The New Zealand dollar fell against the greenback after poor manufacturing data out of the UK and US doused the upbeat mood of global markets seen after officials in Washington agreed on a deal to lift the debt ceiling.
The run of soft factory data started in the UK with the Markit/Cips manufacturing purchasing managers' index for July falling to 49.1, down from 51.4 in June.
That was followed by announcement from the Institute for Supply Management, which said its index of US national factory activity fell to 50.9 in July from 55.3 in the previous month, short of the 54.9 expected.

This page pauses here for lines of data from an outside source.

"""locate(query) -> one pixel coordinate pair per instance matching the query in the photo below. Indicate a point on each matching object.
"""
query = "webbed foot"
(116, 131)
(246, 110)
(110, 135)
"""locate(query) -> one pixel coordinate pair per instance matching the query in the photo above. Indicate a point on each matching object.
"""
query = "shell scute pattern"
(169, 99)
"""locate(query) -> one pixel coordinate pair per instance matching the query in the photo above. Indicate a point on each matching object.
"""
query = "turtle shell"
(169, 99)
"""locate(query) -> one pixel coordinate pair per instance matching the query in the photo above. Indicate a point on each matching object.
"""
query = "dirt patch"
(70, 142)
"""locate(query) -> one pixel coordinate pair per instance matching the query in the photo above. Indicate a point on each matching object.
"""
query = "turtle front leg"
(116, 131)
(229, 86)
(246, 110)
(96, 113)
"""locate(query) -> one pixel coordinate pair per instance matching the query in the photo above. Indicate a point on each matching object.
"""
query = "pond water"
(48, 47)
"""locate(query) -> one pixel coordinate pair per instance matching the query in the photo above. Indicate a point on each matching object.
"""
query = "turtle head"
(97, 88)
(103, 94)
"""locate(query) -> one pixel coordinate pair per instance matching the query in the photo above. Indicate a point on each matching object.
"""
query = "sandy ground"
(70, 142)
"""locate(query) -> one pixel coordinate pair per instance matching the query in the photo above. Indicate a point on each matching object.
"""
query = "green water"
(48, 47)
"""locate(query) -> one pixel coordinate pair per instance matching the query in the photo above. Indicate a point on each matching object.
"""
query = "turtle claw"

The data saw global markets gave up their early gains, with the Standard & Poor's 500 Index falling 0.2 per cent to 1,286.94, and Europe's Stoxx 600 dropping 1.2 per cent to 262.02, sapping demand for growth-linked currencies, with the kiwi and Australian dollar declining almost in tandem. The antipodean currencies were also dented by softer commodity prices, with the 19-commodity Thompson Reuters CRB Index falling 0.2 per cent to 341.41.
"It all started in the European session with the poor PMI out of UK, and then moved into US with ISM, which was very weak, sparking general concerns about global growth," said Mike Burrowes, a market strategist with Bank of New Zealand. "Just to spice things up, the US dollar acted as a safe haven currency again, and the kiwi just tracked those global moves."